I am trying to understand the circumstances where partner strands of paired-end could be in the same direction. I always thought that the paired-end run idea is to sequence and cover the insert from two opposing ends and in opposite direction.

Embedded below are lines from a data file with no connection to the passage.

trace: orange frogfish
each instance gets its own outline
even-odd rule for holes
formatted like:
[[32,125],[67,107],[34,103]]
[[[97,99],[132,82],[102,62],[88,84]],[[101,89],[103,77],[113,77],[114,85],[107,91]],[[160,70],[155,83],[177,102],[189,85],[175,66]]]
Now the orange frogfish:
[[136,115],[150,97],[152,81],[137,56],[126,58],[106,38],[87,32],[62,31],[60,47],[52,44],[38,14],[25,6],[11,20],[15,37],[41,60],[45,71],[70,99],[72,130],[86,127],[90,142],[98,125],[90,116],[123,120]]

Particularly when both partner reads are aligned to the same chromosome as can be seen in the following example line from GAII ELAND sorted file:
awk -F'\t' '$14=="R" && $21=="R" && $18==""' s21_sorted.txt
HWUSI-EAS656 29 2 71 10638 1514 GGCTAC 1 GGATCAGACAGTGCCCTCAAAGAGCCATCTTCACAACAGTAGAGAGTAAG bbbbbbcbbbbbbbbbbbbbbabbcbbabbbbbbbbbabbccccab``ac hsrefchr11.fa 92108870 R 15T34 164 0 -3333 R
or,
awk -F'\t' '$14=="F" && $21=="F" && $18==""' s21_sorted.txt
HWUSI-EAS656 29 2 10 16626 9436 TGACCA 1 CTTTCCAGATACTAGGTTAAGCACTAGAGGTTAAGCACTGGATATACAAA bbbbbbbbbbbbbbbbbbbbbbbbbbbbbbcbbbbbbbbbbbbbbbbbbb hsrefchr11.fa 92105586 F 41GG7 125 0 3015 F
where $14, $21 and $18 are match strand, partner strand and partner chromosome, respectively.
Any help is appreciated.
Thanks a lot for your answers. If there are many incorrectly mapped reads, how useful is retaining them as single reads for downstream analysis? It looks like I see thousands of them.